Step $3$: The last element in the vector is now removed (V.pop_back() can be used here).

V[0] V[1] V[2]
2 6 8

Next, we translate this second algorithm into C++-code. Since the first step of the algorithm requires a search, we define first a function to make a linear search for a value in a vector (i.e. to search for the value to be removed). Note that the call by const-reference is used to pass a vector to the search function, since a vector usually occupies too many bytes of memory to be copied and a search function should not modify the values stored in the vector.

constexpr int not_found = -1;

// Return the index of the first occurrence of value in V
// Return not_found, if value does not occur in V
int linear_search(const std::vector<int>& V, int value) {
    int counter = 0; // to count slots visited

    for (int e : V) {
        if (e == value) {
            return counter;
        } else {
            ++counter;
        }
    }
    return not_found;
}

We can now define a function named remove based on the second algorithm presented above. Note that call-by-reference is used to pass a vector to this function because function remove modifies the vector passed to it.

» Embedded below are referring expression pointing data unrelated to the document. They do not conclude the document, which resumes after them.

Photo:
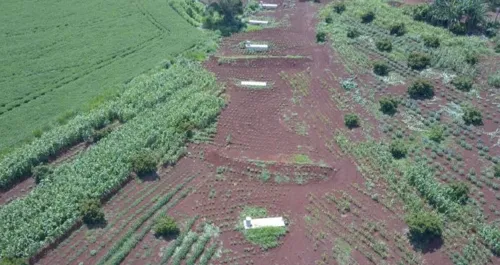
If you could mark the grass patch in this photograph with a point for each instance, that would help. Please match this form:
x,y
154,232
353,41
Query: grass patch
x,y
266,237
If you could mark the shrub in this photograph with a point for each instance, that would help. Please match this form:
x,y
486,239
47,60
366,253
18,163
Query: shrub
x,y
339,7
91,212
367,17
431,41
424,226
351,120
353,33
421,89
472,115
41,172
166,227
436,134
321,36
398,149
458,29
384,45
380,68
388,105
471,58
494,80
459,192
418,60
398,29
144,163
462,83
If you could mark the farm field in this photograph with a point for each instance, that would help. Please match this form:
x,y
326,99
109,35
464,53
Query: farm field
x,y
59,57
349,193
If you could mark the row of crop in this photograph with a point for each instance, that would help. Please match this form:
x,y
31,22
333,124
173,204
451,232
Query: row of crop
x,y
122,247
142,93
51,209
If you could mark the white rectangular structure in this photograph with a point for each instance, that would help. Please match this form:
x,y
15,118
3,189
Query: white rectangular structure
x,y
250,223
268,6
253,83
258,22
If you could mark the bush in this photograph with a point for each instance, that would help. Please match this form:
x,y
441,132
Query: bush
x,y
353,33
166,227
92,212
351,120
494,80
431,41
398,29
144,163
436,134
321,36
388,105
421,89
472,116
368,17
458,29
339,7
418,60
41,172
380,68
424,226
459,192
462,83
398,149
384,45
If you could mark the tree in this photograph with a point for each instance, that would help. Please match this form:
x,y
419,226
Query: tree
x,y
421,89
166,227
398,149
424,226
91,211
351,120
388,105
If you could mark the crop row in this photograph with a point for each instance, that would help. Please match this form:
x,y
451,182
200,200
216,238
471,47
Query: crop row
x,y
51,209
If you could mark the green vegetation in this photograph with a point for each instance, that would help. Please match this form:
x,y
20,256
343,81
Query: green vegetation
x,y
166,227
62,57
419,60
143,162
462,83
380,68
351,120
388,105
472,115
424,226
187,93
398,149
384,45
421,89
266,237
92,212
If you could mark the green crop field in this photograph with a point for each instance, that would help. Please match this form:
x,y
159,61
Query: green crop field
x,y
61,56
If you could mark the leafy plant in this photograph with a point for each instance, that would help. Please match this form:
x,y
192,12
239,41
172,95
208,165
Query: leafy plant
x,y
351,120
419,60
398,29
384,45
463,83
166,227
380,68
388,105
92,212
431,41
398,149
472,115
424,226
367,17
421,89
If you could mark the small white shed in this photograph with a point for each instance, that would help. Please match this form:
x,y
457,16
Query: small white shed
x,y
250,223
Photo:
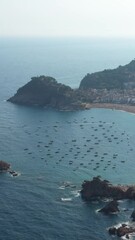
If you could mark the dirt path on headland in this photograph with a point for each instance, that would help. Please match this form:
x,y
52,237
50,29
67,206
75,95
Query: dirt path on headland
x,y
122,107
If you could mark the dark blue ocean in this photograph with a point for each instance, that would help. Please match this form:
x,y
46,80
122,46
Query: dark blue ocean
x,y
54,152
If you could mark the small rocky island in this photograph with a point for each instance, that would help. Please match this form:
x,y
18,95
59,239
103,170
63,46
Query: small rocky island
x,y
4,166
98,189
113,88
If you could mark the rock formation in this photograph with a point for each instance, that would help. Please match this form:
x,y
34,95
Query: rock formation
x,y
111,207
4,166
123,230
98,188
46,92
133,215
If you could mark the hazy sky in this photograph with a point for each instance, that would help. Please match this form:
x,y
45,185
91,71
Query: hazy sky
x,y
67,18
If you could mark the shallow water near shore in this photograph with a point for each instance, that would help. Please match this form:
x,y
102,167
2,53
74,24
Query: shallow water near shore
x,y
54,152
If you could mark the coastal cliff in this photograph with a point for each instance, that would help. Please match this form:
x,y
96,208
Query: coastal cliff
x,y
46,92
116,86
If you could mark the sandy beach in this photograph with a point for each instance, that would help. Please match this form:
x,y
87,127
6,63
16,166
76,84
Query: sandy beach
x,y
122,107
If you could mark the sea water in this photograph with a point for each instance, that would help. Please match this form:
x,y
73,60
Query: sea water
x,y
54,152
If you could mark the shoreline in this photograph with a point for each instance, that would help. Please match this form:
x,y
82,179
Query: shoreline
x,y
120,107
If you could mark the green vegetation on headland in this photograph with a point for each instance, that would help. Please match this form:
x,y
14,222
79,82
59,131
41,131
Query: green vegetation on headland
x,y
115,86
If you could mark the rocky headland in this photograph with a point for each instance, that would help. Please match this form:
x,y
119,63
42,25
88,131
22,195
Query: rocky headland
x,y
98,189
4,166
113,88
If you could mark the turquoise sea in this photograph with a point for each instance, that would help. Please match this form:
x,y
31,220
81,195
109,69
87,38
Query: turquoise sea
x,y
54,152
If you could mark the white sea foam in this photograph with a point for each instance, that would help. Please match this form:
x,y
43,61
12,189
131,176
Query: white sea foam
x,y
66,199
76,193
62,187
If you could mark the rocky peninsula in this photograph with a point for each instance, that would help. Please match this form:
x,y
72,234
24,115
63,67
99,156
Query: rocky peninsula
x,y
113,89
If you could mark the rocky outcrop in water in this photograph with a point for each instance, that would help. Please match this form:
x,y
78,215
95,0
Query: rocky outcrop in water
x,y
46,92
4,166
123,230
98,188
111,207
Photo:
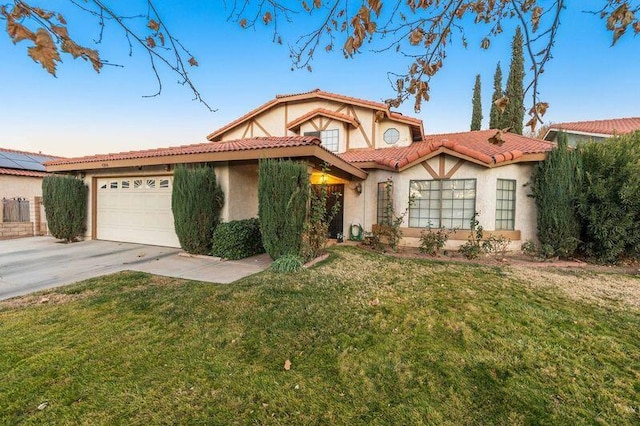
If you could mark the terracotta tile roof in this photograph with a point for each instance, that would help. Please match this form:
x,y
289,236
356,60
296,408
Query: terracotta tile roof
x,y
471,144
326,113
18,172
39,154
317,93
201,148
615,126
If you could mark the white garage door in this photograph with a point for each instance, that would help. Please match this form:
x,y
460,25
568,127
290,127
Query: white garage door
x,y
136,210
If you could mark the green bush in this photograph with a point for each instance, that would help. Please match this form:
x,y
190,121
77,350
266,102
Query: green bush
x,y
196,202
609,201
432,241
283,191
474,246
555,189
237,239
65,203
316,227
287,264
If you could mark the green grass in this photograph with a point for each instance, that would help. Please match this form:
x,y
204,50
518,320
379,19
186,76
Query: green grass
x,y
446,344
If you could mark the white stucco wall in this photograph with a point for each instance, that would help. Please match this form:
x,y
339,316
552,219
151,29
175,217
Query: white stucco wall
x,y
273,122
364,208
20,186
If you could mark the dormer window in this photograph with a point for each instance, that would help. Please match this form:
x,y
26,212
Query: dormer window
x,y
329,139
391,136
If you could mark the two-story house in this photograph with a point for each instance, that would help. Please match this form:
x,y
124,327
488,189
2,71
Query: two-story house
x,y
450,177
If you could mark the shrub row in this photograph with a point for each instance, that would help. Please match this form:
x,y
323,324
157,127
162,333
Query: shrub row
x,y
588,200
237,239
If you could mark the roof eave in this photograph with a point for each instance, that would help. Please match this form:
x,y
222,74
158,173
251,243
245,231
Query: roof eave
x,y
249,154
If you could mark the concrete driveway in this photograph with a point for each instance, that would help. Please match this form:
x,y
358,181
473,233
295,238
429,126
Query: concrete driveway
x,y
37,263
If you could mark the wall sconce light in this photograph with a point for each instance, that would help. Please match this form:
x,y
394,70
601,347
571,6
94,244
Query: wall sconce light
x,y
357,188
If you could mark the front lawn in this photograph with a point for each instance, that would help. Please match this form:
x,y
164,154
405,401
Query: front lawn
x,y
371,340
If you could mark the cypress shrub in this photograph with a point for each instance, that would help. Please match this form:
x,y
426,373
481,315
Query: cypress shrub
x,y
609,202
283,189
196,202
237,239
555,188
65,203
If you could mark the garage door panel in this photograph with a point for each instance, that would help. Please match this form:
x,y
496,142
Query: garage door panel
x,y
136,210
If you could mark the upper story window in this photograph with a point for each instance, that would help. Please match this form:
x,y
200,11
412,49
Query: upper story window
x,y
385,193
330,139
391,136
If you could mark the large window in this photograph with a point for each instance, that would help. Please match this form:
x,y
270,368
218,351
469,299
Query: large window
x,y
383,199
442,203
506,204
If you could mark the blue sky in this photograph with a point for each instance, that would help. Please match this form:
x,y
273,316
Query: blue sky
x,y
81,112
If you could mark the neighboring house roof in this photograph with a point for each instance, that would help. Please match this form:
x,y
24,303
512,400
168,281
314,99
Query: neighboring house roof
x,y
416,123
23,163
602,128
473,146
244,149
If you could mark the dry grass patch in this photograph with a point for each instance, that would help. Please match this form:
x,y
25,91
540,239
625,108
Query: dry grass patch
x,y
603,289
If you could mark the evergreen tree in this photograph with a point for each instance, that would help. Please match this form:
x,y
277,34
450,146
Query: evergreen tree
x,y
476,115
514,113
556,184
196,201
496,117
65,203
283,192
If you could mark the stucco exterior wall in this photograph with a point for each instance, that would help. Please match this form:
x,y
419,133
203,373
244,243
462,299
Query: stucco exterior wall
x,y
242,196
20,186
369,134
364,207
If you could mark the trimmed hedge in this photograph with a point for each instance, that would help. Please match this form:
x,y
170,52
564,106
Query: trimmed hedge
x,y
65,203
609,200
196,202
283,191
237,239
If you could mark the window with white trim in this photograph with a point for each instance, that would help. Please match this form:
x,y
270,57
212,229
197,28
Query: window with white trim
x,y
383,198
447,203
330,139
506,204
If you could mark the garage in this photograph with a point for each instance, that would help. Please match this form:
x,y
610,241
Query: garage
x,y
136,209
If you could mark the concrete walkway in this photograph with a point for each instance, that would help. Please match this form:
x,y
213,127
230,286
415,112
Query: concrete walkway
x,y
37,263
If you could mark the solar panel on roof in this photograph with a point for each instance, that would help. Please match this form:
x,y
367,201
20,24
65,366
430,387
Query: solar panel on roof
x,y
30,165
40,158
10,164
13,155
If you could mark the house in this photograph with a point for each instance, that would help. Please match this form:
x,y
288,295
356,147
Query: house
x,y
21,176
596,131
451,176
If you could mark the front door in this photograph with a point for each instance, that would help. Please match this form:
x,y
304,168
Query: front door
x,y
335,194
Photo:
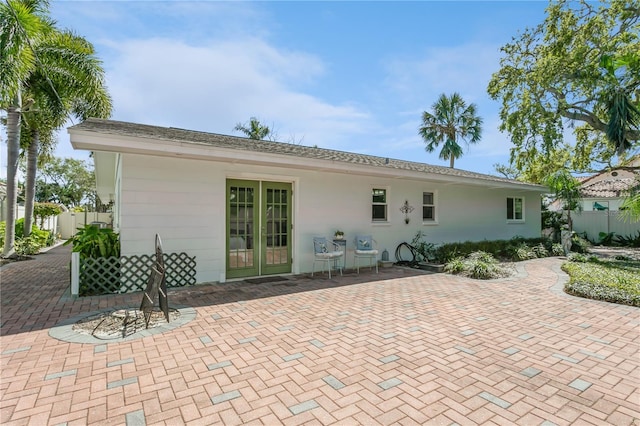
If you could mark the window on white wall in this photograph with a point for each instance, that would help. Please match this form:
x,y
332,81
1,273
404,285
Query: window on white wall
x,y
379,205
428,207
515,208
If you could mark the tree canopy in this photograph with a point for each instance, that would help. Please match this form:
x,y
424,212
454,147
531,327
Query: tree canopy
x,y
569,88
66,181
451,119
254,129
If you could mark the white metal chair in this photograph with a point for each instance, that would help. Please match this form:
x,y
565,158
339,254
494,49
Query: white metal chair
x,y
365,250
328,252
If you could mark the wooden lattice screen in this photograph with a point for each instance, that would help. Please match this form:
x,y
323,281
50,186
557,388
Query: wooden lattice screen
x,y
130,273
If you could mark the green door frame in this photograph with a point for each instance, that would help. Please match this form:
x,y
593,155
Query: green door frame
x,y
276,228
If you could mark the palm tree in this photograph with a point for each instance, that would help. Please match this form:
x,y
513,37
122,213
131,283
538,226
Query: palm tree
x,y
255,129
22,23
71,83
452,119
566,188
49,76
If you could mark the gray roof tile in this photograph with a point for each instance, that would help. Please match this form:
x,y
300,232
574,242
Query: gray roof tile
x,y
244,144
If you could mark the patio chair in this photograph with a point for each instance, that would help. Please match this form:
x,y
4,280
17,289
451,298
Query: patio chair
x,y
365,250
326,252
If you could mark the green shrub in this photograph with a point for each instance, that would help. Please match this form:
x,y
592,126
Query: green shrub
x,y
94,242
557,249
500,249
455,266
26,246
580,244
522,252
426,250
629,240
611,281
577,257
540,250
479,265
606,238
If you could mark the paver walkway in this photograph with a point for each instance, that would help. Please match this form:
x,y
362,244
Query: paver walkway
x,y
401,347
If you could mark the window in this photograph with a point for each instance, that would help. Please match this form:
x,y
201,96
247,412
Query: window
x,y
515,208
428,207
379,205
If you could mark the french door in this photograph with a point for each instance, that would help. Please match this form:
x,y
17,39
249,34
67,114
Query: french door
x,y
258,228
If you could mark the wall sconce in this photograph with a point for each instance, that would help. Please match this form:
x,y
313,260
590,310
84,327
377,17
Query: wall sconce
x,y
406,209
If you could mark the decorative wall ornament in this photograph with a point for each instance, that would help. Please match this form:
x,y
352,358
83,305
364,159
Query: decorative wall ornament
x,y
406,209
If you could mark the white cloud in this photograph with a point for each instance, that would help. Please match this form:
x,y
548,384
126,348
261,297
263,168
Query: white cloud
x,y
212,87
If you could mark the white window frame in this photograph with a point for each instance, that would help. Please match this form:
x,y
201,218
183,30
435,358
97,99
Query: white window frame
x,y
514,219
385,204
433,221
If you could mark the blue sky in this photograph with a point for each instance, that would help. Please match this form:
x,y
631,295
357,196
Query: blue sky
x,y
353,76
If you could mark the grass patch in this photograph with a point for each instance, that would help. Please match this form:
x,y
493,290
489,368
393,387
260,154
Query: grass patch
x,y
480,265
614,280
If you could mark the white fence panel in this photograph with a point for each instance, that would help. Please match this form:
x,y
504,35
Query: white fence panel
x,y
594,222
69,222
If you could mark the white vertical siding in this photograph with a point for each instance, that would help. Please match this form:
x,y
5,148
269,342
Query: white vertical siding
x,y
184,201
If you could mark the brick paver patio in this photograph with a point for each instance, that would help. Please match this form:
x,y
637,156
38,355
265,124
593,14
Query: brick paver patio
x,y
401,347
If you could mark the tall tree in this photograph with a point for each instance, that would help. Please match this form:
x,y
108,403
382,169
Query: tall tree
x,y
451,120
66,181
22,24
566,75
254,129
69,82
566,189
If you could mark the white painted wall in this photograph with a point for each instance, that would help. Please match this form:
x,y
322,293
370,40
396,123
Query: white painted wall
x,y
183,200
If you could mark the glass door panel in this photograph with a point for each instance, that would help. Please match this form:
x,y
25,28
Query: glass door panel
x,y
241,228
277,232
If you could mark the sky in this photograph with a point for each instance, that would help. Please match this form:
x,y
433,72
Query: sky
x,y
353,76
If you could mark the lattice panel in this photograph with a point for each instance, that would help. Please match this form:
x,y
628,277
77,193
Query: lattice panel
x,y
99,276
131,273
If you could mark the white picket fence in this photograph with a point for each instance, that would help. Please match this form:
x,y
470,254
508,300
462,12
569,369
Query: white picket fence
x,y
69,222
594,222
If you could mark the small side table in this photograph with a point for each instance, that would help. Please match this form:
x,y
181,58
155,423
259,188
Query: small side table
x,y
342,243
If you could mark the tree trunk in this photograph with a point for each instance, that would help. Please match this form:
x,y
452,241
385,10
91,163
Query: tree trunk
x,y
30,181
13,149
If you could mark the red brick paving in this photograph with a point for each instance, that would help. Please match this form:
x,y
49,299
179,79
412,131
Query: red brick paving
x,y
400,347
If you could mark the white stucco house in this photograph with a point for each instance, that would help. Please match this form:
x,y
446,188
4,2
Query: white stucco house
x,y
247,208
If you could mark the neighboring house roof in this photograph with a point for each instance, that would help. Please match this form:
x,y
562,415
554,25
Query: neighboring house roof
x,y
189,144
609,184
609,188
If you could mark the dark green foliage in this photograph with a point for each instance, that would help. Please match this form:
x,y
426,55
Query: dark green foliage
x,y
32,244
553,220
479,265
427,251
612,280
629,240
94,242
580,244
102,244
44,210
606,239
500,249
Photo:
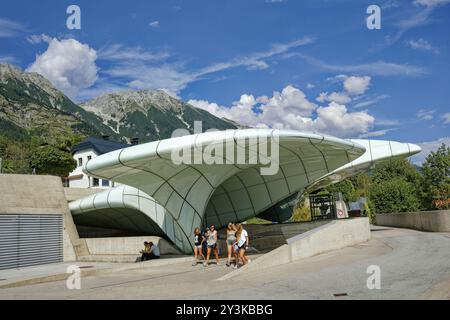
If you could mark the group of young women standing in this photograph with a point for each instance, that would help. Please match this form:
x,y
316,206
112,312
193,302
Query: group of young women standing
x,y
237,245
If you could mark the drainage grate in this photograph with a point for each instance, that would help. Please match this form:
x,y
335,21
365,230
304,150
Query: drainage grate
x,y
344,294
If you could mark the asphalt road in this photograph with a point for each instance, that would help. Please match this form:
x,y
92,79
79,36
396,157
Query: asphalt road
x,y
412,264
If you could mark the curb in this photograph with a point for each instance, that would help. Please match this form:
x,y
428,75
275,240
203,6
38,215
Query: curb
x,y
94,272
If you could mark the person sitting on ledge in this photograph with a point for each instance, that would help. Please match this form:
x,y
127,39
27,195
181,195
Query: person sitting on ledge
x,y
151,251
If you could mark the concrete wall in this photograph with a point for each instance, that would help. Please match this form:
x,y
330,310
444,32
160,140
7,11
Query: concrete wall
x,y
127,245
434,221
73,194
34,194
334,235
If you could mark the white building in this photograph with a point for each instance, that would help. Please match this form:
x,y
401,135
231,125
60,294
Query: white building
x,y
85,151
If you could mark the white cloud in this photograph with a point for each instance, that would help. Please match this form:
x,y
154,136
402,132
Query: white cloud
x,y
425,114
370,101
379,68
154,24
353,86
290,109
8,59
68,64
446,117
431,3
337,97
423,45
118,52
39,38
428,147
356,85
9,28
377,133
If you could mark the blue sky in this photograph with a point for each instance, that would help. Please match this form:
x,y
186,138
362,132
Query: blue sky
x,y
308,65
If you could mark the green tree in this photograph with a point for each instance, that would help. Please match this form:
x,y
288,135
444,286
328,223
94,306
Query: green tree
x,y
347,189
396,195
51,160
436,179
395,187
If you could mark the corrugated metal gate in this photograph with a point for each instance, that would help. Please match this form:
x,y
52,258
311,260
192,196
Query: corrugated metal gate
x,y
28,239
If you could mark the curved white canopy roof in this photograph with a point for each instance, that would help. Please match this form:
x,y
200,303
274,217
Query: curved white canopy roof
x,y
192,195
377,152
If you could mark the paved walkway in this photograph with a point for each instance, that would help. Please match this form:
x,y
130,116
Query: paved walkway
x,y
413,265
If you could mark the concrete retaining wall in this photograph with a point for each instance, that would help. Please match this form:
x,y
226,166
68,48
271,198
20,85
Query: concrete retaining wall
x,y
127,245
73,194
34,194
434,221
334,235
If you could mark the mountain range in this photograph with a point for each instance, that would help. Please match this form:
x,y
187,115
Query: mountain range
x,y
31,106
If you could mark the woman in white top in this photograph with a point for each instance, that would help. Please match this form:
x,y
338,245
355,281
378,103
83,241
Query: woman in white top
x,y
241,245
211,241
231,239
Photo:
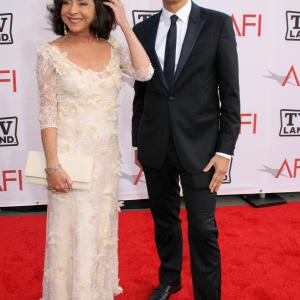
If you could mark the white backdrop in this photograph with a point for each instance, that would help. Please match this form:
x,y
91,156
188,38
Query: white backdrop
x,y
267,157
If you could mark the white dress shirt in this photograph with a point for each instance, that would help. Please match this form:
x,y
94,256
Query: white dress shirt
x,y
163,27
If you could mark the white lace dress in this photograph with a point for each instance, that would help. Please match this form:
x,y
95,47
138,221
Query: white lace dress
x,y
81,261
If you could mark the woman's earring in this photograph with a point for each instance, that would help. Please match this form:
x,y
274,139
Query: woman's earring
x,y
65,30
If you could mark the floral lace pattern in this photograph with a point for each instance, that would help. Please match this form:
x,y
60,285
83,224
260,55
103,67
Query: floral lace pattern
x,y
81,261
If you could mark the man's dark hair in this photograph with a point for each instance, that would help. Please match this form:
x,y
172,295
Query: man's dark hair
x,y
101,27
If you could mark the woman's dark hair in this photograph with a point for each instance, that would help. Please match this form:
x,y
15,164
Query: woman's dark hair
x,y
101,27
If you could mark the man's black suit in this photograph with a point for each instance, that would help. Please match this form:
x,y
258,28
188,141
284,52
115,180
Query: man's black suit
x,y
177,130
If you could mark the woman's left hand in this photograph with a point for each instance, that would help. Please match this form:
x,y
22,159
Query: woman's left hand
x,y
118,9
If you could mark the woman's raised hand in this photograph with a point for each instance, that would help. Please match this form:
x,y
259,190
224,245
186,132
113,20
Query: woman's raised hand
x,y
118,9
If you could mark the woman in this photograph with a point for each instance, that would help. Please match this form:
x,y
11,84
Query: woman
x,y
79,77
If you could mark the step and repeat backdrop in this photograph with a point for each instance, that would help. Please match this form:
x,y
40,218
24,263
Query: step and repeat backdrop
x,y
267,157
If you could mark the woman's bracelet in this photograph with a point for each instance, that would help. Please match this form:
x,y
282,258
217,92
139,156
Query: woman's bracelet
x,y
54,169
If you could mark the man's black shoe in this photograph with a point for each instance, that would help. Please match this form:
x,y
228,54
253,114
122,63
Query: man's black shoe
x,y
163,292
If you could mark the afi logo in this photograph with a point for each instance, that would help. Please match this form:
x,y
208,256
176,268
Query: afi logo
x,y
6,29
291,74
293,26
291,168
248,20
290,122
11,176
142,15
9,77
8,132
250,120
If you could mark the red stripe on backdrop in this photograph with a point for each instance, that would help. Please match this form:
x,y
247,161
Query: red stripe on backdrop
x,y
260,254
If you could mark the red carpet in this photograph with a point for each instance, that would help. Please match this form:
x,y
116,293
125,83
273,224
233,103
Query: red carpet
x,y
260,255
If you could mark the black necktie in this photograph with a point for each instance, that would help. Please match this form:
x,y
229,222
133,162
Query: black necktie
x,y
170,54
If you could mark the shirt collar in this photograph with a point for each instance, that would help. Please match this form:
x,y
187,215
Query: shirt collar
x,y
183,14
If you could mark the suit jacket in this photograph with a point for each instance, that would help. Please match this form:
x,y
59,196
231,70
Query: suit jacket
x,y
202,109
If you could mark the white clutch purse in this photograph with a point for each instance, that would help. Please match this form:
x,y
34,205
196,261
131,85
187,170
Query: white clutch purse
x,y
78,167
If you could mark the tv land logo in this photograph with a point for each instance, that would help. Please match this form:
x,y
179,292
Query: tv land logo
x,y
249,120
242,24
11,179
290,123
8,132
9,77
293,26
6,21
142,15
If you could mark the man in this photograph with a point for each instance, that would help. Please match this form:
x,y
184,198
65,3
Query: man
x,y
185,125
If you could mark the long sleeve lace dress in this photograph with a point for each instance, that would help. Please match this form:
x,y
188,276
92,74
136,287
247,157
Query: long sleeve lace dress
x,y
81,261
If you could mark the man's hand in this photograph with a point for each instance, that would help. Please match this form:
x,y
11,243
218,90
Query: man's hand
x,y
136,160
221,165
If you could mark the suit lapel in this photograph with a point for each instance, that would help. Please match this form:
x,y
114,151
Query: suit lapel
x,y
152,38
194,27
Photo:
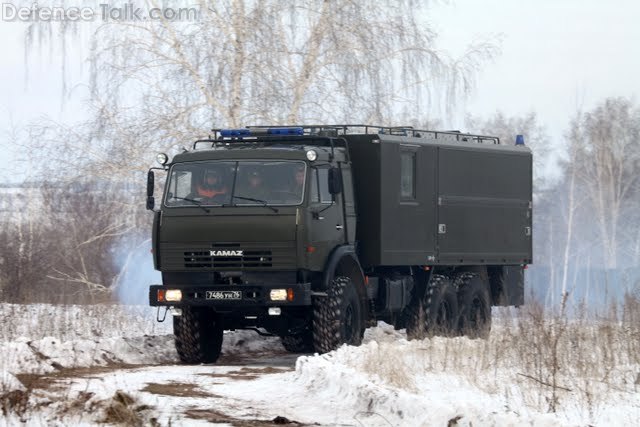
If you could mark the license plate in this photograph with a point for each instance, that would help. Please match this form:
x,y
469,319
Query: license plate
x,y
224,295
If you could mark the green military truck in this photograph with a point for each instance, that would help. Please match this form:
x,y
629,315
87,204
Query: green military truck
x,y
313,233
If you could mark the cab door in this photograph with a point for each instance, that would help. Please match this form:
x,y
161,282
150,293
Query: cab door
x,y
326,221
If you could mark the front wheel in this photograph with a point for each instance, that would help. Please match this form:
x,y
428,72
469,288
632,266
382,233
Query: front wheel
x,y
198,335
337,318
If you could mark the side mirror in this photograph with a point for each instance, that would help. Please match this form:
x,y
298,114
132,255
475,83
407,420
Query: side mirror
x,y
335,181
151,182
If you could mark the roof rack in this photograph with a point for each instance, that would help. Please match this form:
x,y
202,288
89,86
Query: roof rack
x,y
245,135
349,129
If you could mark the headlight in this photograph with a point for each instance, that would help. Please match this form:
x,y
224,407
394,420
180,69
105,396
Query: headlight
x,y
162,158
174,295
312,155
278,295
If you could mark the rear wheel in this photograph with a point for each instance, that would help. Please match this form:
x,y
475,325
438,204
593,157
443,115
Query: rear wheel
x,y
198,335
436,313
475,306
337,318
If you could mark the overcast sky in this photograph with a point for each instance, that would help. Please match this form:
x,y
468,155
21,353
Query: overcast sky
x,y
557,56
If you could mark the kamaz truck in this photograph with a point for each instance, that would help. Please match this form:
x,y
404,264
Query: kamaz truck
x,y
314,233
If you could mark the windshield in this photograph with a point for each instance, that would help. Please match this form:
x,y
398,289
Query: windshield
x,y
231,183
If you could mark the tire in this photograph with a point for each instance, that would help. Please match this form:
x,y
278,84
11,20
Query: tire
x,y
198,335
298,343
337,318
437,313
475,306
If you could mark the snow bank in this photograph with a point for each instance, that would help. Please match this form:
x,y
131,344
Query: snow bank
x,y
43,338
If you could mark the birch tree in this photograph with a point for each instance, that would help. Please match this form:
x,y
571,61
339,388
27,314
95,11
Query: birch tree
x,y
607,158
161,84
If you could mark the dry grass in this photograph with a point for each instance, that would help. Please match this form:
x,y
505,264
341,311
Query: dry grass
x,y
547,360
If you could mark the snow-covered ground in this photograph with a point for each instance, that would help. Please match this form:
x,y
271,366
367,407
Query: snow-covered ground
x,y
116,364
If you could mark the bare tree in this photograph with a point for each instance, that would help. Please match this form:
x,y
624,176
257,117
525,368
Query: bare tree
x,y
507,127
161,84
607,158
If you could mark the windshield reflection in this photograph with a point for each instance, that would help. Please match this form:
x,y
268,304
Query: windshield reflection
x,y
236,183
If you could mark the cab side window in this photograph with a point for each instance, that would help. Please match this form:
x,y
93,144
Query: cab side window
x,y
320,186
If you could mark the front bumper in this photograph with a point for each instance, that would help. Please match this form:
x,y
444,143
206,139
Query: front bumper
x,y
252,295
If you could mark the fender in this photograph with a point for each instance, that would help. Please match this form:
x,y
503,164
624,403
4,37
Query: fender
x,y
336,255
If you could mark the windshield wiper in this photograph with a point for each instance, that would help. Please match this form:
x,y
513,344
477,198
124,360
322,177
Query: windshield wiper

void remove(std::vector<int>& V, int x) {
    // Step 1: find first occurrenc of x in V
    int found = linear_search(V, x);

    if (found == not_found) // end the function, if x does not exist in V
        return;

    // Step 2: shift all values after x to the left
    for (int i = found + 1; i < std::ssize(V); ++i) {
        V[i - 1] = V[i];
    }

    // Step 3: remove last element of V
    V.pop_back();
}

You can find below a main that calls this function remove.

int main() {
    // Declare a vector and initialize it
    std::vector<int> list = {2, 4, 5, 8, 10, 12, 23, 16, 10, 300};

    // Read a value
    std::cout << "Enter an integer:\n";
    int value;
    std::cin >> value;

    remove(list, value);

    // Display the list
    std::cout << "List = ";

    for (int e : list) {
        std::cout << e << " ";
    }
}

Let us now compare both algorithms given above for removing an element from a vector.

  • Algorithm $1$ does not modify the vector V passed to it, while algorithm $2$ modifies V. Thus, call by const-reference is used to pass the vector to the first function (named copy_some), but call-by-reference is used to pass the vector to the second function (named remove).
  • Algorithm $1$ creates a new vector and, consequently, requires more memory space than Algorithm $2$.
  • Algorithm $1$ can be used to eliminate all values equal to x from a list stored in a vector. Algorithm $2$ removes only the first occurrence of x.

Algorithm $1$ can be easily modified to remove only the first occurence of x. An interesting exercise that we suggest that you try is to modify the function remove based on the $2$nd algorithm so that it removes all occurrences of x from the vector.